As days went by we ended up with different thoughts and questions in our minds. Reflecting on past years’ experiences we had many reasons to be happy and thankful in relation to operations and infrastructure: We were able to quickly take actions ourselves (no black boxes) and avoid cumbersome release processes, we had an API gateway product created with focus on developers’ needs and a robust centralized logging solution with valuable log statements added in the application’s code.
On the other hand, we regretted spending hours fixing issues caused by typos and misconfigurations. Why didn’t we detect those earlier? How can we avoid suffering this in the future? Maybe environment configuration automation could help, as well as externalizing the monolith properties, avoiding monolith dependencies if possible, and not overestimating non-coding configuration tasks during our sprints.

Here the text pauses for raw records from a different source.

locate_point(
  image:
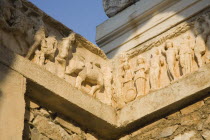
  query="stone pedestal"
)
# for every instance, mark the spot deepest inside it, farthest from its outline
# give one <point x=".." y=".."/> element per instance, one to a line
<point x="12" y="104"/>
<point x="143" y="21"/>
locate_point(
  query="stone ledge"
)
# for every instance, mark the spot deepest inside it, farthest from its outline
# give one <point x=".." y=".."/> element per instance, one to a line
<point x="132" y="33"/>
<point x="97" y="116"/>
<point x="62" y="98"/>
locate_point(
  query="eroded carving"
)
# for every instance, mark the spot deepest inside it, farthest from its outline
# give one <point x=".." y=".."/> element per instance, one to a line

But the most disturbing thoughts we started having were related to future possible scenarios. What would we do if the issue was not a simple one in a non-core feature but a complex one in the core of our product? And if we were in peak season with hundreds or even thousands of transactions failing? Would the same troubleshooting steps and tools be enough? The answer to this last question was definitely no.
You build it, you run it
There’s so much being said about the DevOps term’s definition these days that it may be hard for teams to focus in achieving the right mindset as you get started. For me, after the experience just shared, the You build it, you run it quote summarizes the key philosophy needed to continue improving in that area for our new product’s teams. Designing and prioritizing backlogs has to change when you’re supporting our own deployments in production, and that needs to be understood by dev teams, product owners and business stakeholders as well.
In line with my previous words, during the last few months we’ve been putting that quote into practice in different ways:
- Meeting in order to make sure every artifact’s owner team is clearly defined, and that we all understand the relationship between autonomy, responsibility and ownership. It’s not acceptable to have many teams working in a code but none of them showing ownership for maintaining it.
- Conversations with dev teams, product owners and business stakeholders in order to adjust backlogs priorities according to DevOps needs. I wish we had pushed for those earlier in order to avoid sprints full of DevOps stories only.
- Developed screens to be able to easily query our product’s event store and retrying events in case of failures. By doing this we streamline troubleshooting by avoiding searching for logs, opening up ssh tunnels, running sql queries and manually pushing messages.
- Smart, concise messaging notifications being used on top of basic monitoring in order to be able to detect potential problems as early as possible. It’s great to identify and solve issues before end users tell you about it!
- Programmatic and automatic remediation flows in order to avoid having to run manual actions when the number of affected items goes up. Just imagine having to spend whole days running manual remediation actions for thousands of items one by one and you’ll agree it’s worth investing here. Also, the chances of running into this scenario increase when working in an async event-driven application as we are.
- Increased emphasis on valuable code testing for early bug detection and increased confidence in code.
We still have lots of room for improvement, but I’m convinced that we’re moving in the right direction, and that’s in part thanks to the events that took place that Thursday evening.